Firstly, you ought to write the requirements of your customer or your company.

Don’t just start coding before knowing what kind of software’s is needed by your client or you. Make a plan. You must make a deadline for completing the coding of software. There will be numerous parts of it therefore you should divide tasks according to the needs. So you’ll recognize the parts that you need to revise for future purposes.

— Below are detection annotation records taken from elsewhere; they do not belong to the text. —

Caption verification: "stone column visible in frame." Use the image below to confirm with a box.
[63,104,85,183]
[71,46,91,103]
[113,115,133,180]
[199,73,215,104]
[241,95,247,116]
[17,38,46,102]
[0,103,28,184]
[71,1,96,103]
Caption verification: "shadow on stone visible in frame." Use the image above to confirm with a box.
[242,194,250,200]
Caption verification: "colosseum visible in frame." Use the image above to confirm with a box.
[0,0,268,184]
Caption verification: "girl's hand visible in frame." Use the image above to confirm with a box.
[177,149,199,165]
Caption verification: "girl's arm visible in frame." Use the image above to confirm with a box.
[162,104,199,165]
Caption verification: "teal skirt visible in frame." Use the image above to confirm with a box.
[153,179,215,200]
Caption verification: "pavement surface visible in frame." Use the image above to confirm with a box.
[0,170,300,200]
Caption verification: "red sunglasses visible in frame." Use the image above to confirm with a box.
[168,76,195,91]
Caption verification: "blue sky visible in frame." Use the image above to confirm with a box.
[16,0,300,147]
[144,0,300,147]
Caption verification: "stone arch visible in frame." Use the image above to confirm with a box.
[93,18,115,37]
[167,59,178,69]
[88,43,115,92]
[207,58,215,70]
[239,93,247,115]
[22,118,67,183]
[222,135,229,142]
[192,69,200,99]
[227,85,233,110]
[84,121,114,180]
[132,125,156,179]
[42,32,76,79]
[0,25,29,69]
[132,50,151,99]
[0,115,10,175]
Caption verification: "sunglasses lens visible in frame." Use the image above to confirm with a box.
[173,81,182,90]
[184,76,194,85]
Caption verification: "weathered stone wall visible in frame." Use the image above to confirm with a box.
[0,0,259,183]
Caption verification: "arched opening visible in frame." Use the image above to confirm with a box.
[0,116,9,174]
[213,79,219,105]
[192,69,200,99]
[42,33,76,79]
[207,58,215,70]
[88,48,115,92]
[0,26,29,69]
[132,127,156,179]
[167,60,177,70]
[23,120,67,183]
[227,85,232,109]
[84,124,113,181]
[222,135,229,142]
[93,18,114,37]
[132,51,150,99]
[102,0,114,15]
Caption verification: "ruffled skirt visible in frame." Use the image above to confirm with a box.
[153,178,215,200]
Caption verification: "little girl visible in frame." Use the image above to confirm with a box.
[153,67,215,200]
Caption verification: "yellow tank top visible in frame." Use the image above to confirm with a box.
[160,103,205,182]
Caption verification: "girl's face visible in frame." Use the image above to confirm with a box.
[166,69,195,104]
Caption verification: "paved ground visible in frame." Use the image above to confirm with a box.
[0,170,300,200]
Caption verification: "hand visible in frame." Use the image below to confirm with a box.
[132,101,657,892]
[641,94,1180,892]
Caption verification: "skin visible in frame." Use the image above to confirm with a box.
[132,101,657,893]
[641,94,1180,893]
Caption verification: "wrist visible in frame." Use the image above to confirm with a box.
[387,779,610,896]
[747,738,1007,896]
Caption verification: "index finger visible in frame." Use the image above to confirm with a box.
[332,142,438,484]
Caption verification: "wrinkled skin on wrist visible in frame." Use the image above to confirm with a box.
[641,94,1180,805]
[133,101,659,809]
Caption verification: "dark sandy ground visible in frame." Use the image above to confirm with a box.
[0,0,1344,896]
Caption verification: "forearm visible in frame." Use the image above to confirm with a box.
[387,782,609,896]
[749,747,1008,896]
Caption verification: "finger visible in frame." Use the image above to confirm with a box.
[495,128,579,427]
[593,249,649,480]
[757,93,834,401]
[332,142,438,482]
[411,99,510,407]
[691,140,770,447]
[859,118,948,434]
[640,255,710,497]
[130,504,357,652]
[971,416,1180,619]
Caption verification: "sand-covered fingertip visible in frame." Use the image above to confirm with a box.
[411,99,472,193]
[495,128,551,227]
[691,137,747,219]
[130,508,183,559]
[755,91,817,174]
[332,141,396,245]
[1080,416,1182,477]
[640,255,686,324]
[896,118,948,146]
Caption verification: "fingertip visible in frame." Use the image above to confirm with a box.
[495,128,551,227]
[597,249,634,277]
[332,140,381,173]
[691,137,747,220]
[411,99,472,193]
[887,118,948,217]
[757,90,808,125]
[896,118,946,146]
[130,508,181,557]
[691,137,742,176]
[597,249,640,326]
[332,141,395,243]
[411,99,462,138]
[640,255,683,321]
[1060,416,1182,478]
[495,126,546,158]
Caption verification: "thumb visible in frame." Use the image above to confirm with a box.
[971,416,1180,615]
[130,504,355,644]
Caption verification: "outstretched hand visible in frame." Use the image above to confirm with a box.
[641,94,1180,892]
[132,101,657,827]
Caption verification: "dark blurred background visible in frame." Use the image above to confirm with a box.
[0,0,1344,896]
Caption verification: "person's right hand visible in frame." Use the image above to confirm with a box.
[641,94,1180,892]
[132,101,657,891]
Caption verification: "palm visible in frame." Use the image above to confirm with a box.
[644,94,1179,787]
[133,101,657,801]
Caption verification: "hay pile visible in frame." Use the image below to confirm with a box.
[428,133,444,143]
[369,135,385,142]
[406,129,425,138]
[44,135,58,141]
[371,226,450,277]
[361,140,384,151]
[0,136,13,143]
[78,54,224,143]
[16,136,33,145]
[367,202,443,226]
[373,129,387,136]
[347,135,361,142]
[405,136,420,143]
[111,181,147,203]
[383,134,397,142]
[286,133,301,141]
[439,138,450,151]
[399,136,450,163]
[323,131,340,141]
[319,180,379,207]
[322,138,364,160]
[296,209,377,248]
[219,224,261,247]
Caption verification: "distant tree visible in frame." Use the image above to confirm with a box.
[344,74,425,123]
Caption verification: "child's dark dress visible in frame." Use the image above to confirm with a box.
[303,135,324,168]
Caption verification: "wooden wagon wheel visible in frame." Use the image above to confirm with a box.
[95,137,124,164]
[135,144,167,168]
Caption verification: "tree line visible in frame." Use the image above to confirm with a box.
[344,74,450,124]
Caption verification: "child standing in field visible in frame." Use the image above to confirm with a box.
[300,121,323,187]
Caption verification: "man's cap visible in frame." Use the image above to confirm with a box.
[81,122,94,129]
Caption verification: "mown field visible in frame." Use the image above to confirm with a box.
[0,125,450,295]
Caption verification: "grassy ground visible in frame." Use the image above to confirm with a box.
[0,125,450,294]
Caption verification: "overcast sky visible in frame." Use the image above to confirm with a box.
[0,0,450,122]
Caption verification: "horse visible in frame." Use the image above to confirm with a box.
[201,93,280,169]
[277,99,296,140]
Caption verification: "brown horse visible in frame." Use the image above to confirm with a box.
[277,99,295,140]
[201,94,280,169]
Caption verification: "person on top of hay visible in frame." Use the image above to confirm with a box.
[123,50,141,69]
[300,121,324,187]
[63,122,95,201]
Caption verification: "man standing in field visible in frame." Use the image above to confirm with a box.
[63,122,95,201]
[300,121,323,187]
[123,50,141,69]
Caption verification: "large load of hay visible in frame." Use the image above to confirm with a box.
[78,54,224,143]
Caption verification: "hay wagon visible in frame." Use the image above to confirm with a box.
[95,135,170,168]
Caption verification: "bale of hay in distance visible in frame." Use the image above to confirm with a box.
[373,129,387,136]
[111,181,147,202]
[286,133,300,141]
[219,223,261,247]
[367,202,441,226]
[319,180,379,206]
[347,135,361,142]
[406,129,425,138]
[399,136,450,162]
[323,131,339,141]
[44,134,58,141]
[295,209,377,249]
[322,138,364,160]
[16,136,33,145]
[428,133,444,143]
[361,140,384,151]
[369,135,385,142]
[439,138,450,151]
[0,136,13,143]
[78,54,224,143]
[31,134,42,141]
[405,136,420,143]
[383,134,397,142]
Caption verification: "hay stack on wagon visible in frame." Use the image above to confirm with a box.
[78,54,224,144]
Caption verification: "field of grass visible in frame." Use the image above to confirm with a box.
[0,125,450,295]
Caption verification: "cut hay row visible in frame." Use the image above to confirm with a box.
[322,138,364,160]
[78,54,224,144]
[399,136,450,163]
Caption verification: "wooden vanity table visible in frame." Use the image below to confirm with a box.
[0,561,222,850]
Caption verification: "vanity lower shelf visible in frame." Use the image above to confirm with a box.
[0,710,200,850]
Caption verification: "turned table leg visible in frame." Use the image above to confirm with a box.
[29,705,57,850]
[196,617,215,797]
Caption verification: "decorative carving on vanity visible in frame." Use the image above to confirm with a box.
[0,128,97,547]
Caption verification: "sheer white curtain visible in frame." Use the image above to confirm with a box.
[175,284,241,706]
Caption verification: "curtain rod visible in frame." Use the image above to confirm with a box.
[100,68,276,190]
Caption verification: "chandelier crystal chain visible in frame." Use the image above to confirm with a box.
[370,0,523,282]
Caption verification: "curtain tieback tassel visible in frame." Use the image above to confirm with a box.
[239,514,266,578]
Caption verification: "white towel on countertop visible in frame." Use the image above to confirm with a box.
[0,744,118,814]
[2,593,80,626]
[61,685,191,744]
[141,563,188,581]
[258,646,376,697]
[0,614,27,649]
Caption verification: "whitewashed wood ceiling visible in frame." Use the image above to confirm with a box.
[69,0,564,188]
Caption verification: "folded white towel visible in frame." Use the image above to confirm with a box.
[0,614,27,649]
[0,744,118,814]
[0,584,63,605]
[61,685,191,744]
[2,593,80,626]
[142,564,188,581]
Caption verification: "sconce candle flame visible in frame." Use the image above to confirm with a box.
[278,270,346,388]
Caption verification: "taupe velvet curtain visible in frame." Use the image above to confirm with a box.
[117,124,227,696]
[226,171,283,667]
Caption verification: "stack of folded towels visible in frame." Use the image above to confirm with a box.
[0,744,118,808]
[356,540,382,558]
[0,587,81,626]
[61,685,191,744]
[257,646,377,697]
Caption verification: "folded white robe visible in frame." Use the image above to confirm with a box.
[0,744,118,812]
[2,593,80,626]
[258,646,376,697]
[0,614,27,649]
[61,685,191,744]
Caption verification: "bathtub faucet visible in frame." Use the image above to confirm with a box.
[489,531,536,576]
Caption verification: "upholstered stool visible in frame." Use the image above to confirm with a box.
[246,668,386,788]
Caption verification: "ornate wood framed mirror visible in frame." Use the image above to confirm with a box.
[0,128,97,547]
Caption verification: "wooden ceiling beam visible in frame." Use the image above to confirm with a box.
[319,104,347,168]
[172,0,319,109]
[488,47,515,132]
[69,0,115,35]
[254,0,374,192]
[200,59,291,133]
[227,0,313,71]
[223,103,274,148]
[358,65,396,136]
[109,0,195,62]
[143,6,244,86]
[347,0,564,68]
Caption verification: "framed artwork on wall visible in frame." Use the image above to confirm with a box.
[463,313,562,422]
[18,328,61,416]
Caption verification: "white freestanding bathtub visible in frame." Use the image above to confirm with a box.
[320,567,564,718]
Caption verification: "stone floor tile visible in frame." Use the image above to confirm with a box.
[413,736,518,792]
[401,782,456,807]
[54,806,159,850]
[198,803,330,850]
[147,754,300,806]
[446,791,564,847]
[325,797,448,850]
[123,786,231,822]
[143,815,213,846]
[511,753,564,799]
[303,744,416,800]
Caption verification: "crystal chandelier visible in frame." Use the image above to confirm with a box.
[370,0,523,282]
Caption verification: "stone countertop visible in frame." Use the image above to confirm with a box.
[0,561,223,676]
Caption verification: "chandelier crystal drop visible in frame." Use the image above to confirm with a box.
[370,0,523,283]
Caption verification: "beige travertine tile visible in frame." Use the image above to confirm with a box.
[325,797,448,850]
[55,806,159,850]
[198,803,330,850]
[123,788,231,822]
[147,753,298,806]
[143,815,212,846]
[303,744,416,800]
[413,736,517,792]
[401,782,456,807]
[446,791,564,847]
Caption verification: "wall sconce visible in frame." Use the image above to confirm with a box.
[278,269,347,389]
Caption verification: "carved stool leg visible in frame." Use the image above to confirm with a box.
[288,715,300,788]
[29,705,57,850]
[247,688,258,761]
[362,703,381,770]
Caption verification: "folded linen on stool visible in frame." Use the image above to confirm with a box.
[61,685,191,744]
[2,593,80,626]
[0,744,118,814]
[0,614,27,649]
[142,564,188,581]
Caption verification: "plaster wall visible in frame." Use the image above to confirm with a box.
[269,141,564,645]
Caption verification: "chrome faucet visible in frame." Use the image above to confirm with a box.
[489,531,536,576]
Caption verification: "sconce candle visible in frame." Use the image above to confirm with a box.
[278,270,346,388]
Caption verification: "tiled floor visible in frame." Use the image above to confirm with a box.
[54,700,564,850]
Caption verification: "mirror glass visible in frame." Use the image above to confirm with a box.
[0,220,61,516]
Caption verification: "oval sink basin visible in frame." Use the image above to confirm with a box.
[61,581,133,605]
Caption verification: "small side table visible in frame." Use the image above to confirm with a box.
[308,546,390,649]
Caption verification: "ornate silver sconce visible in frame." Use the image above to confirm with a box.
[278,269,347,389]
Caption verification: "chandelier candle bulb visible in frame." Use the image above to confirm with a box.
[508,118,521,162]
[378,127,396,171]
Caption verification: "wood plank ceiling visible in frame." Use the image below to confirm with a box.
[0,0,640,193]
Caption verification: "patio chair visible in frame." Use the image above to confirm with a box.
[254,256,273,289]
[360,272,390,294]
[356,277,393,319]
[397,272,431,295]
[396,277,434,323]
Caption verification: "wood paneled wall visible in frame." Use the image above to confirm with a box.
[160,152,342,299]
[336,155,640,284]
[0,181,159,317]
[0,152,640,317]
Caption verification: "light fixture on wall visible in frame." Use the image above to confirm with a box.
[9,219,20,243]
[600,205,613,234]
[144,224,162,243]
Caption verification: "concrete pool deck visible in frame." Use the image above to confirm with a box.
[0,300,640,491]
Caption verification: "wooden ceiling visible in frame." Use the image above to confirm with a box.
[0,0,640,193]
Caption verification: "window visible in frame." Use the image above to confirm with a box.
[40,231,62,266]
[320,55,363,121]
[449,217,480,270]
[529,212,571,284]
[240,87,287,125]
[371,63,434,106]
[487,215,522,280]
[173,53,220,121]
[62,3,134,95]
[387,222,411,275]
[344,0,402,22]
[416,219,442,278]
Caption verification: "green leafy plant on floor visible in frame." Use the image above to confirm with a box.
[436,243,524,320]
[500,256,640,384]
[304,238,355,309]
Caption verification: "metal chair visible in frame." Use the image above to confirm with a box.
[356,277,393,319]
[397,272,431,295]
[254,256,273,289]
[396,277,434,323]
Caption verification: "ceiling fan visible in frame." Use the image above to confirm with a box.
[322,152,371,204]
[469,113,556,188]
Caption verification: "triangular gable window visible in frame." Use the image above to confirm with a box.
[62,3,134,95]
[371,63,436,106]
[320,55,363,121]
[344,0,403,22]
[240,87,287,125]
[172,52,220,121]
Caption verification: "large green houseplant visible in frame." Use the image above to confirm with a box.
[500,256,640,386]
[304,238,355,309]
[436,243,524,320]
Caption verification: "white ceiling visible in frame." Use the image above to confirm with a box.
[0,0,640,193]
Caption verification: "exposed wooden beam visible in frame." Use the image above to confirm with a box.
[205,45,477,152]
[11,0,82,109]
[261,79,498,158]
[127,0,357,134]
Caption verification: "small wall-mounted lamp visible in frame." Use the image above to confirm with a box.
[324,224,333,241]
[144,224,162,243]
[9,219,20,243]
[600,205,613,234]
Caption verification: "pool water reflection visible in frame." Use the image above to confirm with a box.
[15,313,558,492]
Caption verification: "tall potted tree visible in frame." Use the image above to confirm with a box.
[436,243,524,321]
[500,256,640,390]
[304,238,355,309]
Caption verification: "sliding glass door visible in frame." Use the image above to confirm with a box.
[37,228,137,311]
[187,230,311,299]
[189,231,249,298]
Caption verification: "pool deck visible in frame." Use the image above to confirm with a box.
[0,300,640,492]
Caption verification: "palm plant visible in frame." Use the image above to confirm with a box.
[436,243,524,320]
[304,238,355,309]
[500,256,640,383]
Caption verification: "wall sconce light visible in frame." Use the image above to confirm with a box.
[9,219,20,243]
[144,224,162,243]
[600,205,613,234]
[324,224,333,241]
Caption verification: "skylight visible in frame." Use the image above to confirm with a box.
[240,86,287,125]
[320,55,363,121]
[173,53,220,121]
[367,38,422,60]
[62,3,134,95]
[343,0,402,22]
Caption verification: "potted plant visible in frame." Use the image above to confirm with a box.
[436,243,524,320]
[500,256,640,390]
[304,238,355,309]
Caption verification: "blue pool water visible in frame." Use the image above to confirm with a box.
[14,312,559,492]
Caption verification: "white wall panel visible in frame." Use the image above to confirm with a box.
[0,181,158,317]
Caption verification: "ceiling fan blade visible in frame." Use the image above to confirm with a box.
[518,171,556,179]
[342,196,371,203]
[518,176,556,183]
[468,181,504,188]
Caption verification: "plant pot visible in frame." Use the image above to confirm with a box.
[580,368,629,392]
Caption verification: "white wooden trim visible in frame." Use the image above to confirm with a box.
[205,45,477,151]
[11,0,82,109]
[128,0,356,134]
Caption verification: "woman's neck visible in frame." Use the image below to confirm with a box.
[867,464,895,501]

Software development is a bit complicated.

randroide
Aug 19, 2013, 09:53 PM
I decided to try a 13" MBA i7/8GB-RAM/256GB-SSD. Compilation times for a couple of native Android and iOS apps were between 10 to 20 seconds longer than the average time spent by my 13" dual-core MBP.

Also, compiling Maven web service projects from command line in the MBA took an average of 50 seconds longer than in the MBP. This was performed with the dependencies already downloaded in both cases.

I noticed better performance in the MBA in Adobe's CS programs as my MBP's GPU is an old Intel HD 3000.

These cases apply to my everyday work, so it might not apply to many others.

I decided to return the MBA and instead buy a maxed out 15" rMBP (Haswell does not really give me any benefits). Additionally, working with three screens (MBP + two extra monitors) improves my workflow tremendously.

Software used: XCode, Eclipse, Android Studio, IntelliJ, (Maven, Gradle, Ant), CS6 Photoshop and Illustrator.